Значительную часть этого письма Лиля впоследствии опубликует в своих воспоминаниях — только расставит знаки препинания, которыми Маяковский пренебрегал. Зачем она его опубликовала? Трудно представить себе более рабское, более униженное письмо, никакой провинностью с его стороны — об этом можно сегодня сказать совершенно определенно — не вызванное, И за что он в том же письме несколько раз просит у Лили прощения? «Я не вымогаю прощения»,.. «Я не в состоянии ни писать, ни просить тебя простить меня за все»... «Если ты хочешь попробовать последнее, ты простишь, ты ответишь»...

В чем он провинился? Какой тяжкий— притом им осознанный — грех заставляет его ползать на коленях в надежде на милосердие? Любовь, разумеется, не унижает, объяснение в любви — тем более. В каком-то смысле любовь — это всегда зависимость от любимого.
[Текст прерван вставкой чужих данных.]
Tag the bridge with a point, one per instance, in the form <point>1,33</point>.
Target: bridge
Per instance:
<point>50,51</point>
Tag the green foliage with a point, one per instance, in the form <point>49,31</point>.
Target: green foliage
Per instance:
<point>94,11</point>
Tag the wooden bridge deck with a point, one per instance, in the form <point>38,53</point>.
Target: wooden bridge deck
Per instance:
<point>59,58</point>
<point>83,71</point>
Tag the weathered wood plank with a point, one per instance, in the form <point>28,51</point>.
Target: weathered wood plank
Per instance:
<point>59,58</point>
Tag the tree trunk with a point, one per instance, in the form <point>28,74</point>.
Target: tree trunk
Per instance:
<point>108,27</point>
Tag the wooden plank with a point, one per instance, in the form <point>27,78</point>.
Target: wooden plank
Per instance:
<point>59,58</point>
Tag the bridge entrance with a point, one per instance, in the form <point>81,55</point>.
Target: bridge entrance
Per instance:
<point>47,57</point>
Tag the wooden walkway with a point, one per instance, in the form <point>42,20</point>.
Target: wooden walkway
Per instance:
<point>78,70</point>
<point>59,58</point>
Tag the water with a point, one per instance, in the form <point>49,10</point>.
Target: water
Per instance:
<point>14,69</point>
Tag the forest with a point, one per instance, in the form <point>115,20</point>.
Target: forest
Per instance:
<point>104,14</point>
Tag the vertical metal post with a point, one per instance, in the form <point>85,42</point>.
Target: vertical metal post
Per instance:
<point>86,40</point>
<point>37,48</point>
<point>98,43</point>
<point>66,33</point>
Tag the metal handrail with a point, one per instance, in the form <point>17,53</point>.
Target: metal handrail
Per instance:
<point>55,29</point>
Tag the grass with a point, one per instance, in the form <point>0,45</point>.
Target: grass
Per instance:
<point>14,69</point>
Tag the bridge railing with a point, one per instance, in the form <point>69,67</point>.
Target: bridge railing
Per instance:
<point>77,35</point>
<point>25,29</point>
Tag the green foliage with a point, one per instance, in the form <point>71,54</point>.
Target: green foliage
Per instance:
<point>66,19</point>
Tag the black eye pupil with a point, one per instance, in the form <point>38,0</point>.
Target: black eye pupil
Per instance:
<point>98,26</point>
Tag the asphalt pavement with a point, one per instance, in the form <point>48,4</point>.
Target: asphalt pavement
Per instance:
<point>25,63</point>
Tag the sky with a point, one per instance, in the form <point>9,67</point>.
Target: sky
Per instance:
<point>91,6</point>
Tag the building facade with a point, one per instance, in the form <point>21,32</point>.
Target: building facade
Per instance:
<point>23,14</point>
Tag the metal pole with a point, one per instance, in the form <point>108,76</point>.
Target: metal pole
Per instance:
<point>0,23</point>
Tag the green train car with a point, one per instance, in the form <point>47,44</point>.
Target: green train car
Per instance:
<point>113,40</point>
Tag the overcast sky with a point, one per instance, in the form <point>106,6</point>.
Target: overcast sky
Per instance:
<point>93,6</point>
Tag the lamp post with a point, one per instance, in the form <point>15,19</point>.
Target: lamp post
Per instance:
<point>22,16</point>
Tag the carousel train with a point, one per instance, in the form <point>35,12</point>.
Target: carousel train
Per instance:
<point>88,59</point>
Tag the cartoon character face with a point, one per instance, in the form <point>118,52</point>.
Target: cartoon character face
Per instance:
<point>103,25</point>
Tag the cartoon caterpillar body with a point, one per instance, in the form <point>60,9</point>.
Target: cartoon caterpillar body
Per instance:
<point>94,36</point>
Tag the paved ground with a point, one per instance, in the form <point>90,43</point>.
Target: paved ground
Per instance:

И однако же... «Никто из достоевских персонажей не впадал в подобное рабство» — так прокомментировал это письмо один современный поэт, и был безусловно прав.

Что же на самом деле побудило Лилю столь жестоким образом взять для их совместной любви долгий «тайм-аут» и понудить Маяковского искренне считать, что в разрыве повинен он сам, а отнюдь не она?